Monday, July 07, 2008

Google Toolbar data and the actual surfer model

There were a few interesting developments in the past couple weeks from Google that appear to relate to their ability to track much of the movements on the web.

As MG Siegler from VentureBeat noted, among many others, Google Trends now offers a feature that shows the traffic many websites get, much like Alexa does using data from the Alexa toolbar. The new functionality also shows similar pages and queries, people who visited site X also visited Y and people who visited site X also searched for Y.

Danny Sullivan, when talking about similar features Google launched in a new tool called Google Ad Planner, wrote:
I specifically asked ... [if] the [Google] toolbar is NOT [being used], and [a] "secret sauce" reply ... is all I got.

That makes me think that toolbar data IS being used. In particular, the focus on Google Analytics data feels like a sideshow. Google can't rely on Google Analytics as a core data source for this information, because of the simple reason that not every site runs it. In contrast, using Google Toolbar data would give them a nearly complete sample of all sites out there.
Erick Schonfeld at TechCrunch followed up with a post, "Is Google Ad Planner Getting Its Data From The Google Toolbar?
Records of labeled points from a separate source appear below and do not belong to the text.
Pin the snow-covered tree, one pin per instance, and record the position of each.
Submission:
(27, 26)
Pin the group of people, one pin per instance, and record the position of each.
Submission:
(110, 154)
There isn't much new about using this data in the way Google Trends has revealed. Alexa and others have been doing it with their toolbars for many years. What is new is that Google Toolbar is installed much more widely, including on every Dell computer and in every installation of Adobe Flash.

I have no information about whether Google is using their toolbar data, but I have a hard time believing they could resist it. Not only can it be used for things like Google Trends, but it could have a dramatic impact in core web search.

PageRank, the original core of Google's search relevance, is an analysis of the links between websites that simulates someone randomly surfing across the links, the so-called random surfer model.

With toolbar data, you no longer needs this approximation of a random surfer model. You have the actual surfer model.

You know exactly how people move across the web. You know which sites are popular and which sites are never visited. You know which links are traversed and how often. You know everything about where people go and what people want.

Data like that should allow tremendous advances in relevance. It is hard for me to believe that Google would not be using their toolbar data, not just for Google Trends, but also in search and advertising.

Please see also my earlier post, "Ranking using Indiana University's user traffic", which discusses a paper from WSDM 2008 that attempts to supplement the PageRank random surfer model with an actual surfer model.

12 comments:

jeremy Pickens said...

..including on every Dell computer and in every installation of Adobe Flash.

Didn't the software industry already go through this ten years ago, and collectively determine that bundled software is kinda.. evil?

rubens said...

I didn´t find any authorization for this in the private policy of Google Toolbar.

Hellblazer said...

Greg, what is the penetration percentage of Google Tool Bar? Single digits? Double? High double?

Seems to me that if you're claiming that they no longer need a model, in that they have the actual system tracked, I'd like to think there's some actual statistical reasoning behind that claim. Unless Google Toolbar is used by the median surfer, they better have darn near 100% penetration... Something that I doubt...

Eric Goldman said...

As you point out, Google is going to have to tap into toolbar data at some point (if it isn't already) because desktop activities are the best source of information about consumer preferences. Eric.

Greg Linden said...

Hellblazer, I'm not sure why you think they'd need 100% penetration? You don't think they could do the actual surfer model with a sample?

On your question, I don't know what the penetration of Google Toolbar is. I doubt anyone outside of Google knows.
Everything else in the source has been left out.